P247 Coach: Image Support & Prompt Rewrite

Date: 25 March 2026
Author: James (via Myles Bruggeling)
Status: Backend complete ✅ — iOS changes pending
Priority: High (current coach responses to workout images are completely fabricated)

1. The Problem

When an athlete uploads a workout image (whiteboard photo, Apple Watch screenshot, gym programming board), the coach ignores it entirely and hallucinates a plausible workout based on the athlete’s profile context. The response sounds confident but describes exercises that weren’t in the session at all.

Root cause: POST /agent/messages only accepts {"content": "string"}. There is no mechanism to pass image data to the LLM. The image is either discarded by the iOS app or never sent. The coach then generates coaching based on profile context alone (knows about Hyrox prep, knee issues, etc.) and invents a workout to match.

Example failure (25 March 2026):

Actual workout (from whiteboard image): Block A: 600m Row, 600m Ski, 1200m Bike Erg (every 3 min x 27 min). Block B: 400m Run, 400m Ski (every 2 min x 16 min). Block C: 200m Run / 10 Burpee to Plate (EMOM x 12 min).
Coach’s response: Praised a “6km run in 36:48 at 6:08/km pace” followed by “deadlifts, squats, and farmers walks.” None of this happened.

This is a trust destroyer. One hallucinated response and the athlete stops using the coach.

2. API Changes

2.1 Update `SendMessageRequest` Schema

Current:

class SendMessageRequest(BaseModel):
    content: str

New:

class ImageAttachment(BaseModel):
    data: str          # base64-encoded image data (no data: prefix)
    mime_type: str     # "image/jpeg", "image/png", "image/webp", "image/heic"
    filename: Optional[str] = None

class SendMessageRequest(BaseModel):
    content: str
    images: Optional[list[ImageAttachment]] = None  # max 4 images per message

Request example:

{
  "content": "Here's today's workout",
  "images": [
    {
      "data": "/9j/4AAQSkZJRg...",
      "mime_type": "image/jpeg",
      "filename": "workout.jpg"
    }
  ]
}

2.2 iOS App Changes

When the athlete attaches a photo in the Coach tab:

Compress the image to max 1024px on the longest edge (keeps payload reasonable, still readable)
Convert HEIC to JPEG (LLM compatibility)
Base64 encode the result
Include in the images array of the request body

2.3 Backend: Passing Images to the LLM

When images is present in the request, construct a multimodal message for the LLM call.

For Claude (Anthropic):

user_message = {
    "role": "user",
    "content": [
        # Images first so the model sees them before the text
        *[
            {
                "type": "image",
                "source": {
                    "type": "base64",
                    "media_type": img.mime_type,
                    "data": img.data,
                }
            }
            for img in request.images
        ],
        {
            "type": "text",
            "text": request.content
        }
    ]
}

For OpenAI (GPT-4o / GPT-4.1):

user_message = {
    "role": "user",
    "content": [
        *[
            {
                "type": "image_url",
                "image_url": {
                    "url": f"data:{img.mime_type};base64,{img.data}",
                    "detail": "high"
                }
            }
            for img in request.images
        ],
        {
            "type": "text",
            "text": request.content
        }
    ]
}

Important: Use detail: "high" (OpenAI) or full resolution (Claude) for workout images.
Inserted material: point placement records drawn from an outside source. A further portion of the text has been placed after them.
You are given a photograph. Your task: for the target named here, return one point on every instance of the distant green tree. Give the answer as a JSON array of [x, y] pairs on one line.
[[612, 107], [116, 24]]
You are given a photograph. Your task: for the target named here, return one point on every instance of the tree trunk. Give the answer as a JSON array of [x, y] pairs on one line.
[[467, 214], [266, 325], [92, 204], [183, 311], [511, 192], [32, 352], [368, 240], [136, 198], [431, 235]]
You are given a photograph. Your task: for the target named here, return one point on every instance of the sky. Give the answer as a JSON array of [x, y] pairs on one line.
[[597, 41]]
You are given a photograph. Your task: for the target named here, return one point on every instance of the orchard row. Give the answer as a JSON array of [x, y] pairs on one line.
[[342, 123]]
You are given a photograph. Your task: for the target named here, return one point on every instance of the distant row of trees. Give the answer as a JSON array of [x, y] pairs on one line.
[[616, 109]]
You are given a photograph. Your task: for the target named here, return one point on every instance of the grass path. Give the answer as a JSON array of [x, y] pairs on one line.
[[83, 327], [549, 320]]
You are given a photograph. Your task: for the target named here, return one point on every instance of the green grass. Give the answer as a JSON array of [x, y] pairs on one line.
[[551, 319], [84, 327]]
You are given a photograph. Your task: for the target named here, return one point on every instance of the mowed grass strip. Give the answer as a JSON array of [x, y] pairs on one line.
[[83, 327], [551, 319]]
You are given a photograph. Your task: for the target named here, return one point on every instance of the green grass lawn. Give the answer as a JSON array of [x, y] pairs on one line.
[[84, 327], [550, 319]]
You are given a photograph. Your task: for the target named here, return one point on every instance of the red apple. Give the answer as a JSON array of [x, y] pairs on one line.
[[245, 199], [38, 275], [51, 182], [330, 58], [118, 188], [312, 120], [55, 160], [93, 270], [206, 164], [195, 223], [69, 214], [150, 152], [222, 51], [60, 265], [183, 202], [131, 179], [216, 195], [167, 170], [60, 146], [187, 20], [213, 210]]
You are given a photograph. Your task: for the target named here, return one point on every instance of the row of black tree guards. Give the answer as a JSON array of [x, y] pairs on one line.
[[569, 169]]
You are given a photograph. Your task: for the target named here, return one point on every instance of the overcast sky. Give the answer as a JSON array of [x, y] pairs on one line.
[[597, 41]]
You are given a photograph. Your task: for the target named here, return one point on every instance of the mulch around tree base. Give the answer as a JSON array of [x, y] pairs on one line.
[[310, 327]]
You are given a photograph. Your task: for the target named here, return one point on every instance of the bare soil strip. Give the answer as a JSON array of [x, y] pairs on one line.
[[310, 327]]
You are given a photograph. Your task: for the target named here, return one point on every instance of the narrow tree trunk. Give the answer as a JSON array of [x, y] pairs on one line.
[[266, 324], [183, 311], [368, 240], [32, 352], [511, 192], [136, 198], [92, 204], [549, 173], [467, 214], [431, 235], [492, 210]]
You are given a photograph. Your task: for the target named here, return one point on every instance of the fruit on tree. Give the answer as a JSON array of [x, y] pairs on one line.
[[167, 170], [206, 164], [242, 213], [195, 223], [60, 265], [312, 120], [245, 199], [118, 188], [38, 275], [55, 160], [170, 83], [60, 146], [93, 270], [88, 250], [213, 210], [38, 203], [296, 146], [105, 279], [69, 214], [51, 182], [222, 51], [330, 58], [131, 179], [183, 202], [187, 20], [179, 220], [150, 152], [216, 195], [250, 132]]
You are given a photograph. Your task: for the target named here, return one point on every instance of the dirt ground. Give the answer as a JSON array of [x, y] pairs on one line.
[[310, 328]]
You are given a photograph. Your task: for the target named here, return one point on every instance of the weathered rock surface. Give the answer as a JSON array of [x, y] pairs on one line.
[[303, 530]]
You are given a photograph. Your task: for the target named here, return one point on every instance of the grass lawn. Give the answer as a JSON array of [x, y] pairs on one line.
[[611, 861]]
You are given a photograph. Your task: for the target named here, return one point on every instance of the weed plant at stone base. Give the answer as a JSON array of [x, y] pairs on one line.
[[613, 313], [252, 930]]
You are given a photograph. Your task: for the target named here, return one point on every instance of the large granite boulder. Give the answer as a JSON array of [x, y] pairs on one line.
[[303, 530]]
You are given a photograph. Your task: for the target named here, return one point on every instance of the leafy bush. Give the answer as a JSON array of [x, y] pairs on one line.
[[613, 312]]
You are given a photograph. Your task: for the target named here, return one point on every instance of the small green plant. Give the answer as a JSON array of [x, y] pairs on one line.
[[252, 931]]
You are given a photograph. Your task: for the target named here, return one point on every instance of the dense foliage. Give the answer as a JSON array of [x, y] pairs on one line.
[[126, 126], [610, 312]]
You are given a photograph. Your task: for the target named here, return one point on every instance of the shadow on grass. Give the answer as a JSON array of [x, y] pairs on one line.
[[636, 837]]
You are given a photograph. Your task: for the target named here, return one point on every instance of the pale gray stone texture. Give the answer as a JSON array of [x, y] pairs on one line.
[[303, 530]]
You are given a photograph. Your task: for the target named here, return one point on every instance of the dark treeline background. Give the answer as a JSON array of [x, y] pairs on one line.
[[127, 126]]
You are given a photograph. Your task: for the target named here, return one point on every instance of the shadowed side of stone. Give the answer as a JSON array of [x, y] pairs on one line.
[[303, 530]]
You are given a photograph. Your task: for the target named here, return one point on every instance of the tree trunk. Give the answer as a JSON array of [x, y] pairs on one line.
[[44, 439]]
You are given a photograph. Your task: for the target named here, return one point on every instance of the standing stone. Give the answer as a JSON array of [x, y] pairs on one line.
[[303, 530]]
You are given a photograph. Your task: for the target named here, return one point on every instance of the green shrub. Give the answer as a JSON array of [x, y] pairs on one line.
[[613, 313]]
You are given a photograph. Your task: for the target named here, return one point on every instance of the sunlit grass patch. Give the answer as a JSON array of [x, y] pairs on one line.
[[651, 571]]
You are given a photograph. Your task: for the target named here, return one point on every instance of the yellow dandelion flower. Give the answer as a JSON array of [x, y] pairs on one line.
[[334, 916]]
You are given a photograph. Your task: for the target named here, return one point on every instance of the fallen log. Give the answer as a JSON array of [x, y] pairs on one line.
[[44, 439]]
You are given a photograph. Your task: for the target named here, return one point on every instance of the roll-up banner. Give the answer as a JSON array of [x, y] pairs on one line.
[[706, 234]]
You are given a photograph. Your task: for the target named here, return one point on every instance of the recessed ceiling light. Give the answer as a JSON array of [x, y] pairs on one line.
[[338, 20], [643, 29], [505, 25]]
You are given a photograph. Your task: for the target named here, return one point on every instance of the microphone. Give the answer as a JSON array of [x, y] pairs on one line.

Low resolution modes can’t read whiteboard text or small watch screens.

2.4 Store Image References

Don’t store base64 in the message history database. Instead:

Save the image to object storage (S3/R2/local disk) with a unique key
Store the URL/path in the message record
When reconstructing conversation history for context, only include images from the current message (not the full history), unless the conversation is actively referencing a previous image

# Message storage schema addition
class StoredMessage:
    # ... existing fields ...
    image_urls: Optional[list[str]] = None  # URLs to stored images

3. System Prompt Rewrite

The current coaching responses are too long, too flattering, and ungrounded. The prompt needs to enforce image reading, brevity, and honesty.

3.1 Image Handling Instructions (add to system prompt)

## Image Analysis Rules

When the athlete sends an image:
1. LOOK AT THE IMAGE FIRST. Identify exactly what it shows before generating any response.
2. State what you see: "I can see [workout type/whiteboard/watch screenshot/etc.]"
3. If it's a workout: list the actual exercises, sets, reps, distances, and time domains FROM THE IMAGE.
4. Only then provide coaching based on what's ACTUALLY in the image.
5. If you cannot read the image clearly, say so: "The image is hard to read — can you type out the workout or take a clearer photo?"

NEVER guess or invent exercises. If the image shows a rowing/ski/bike session, do not respond about running and deadlifts. Your coaching must match the actual workout shown.

If the athlete sends a message referencing a workout but no image or workout data is available from today's sync, ask: "Can you share a photo of the session or describe what you did? I want to make sure my feedback matches your actual workout."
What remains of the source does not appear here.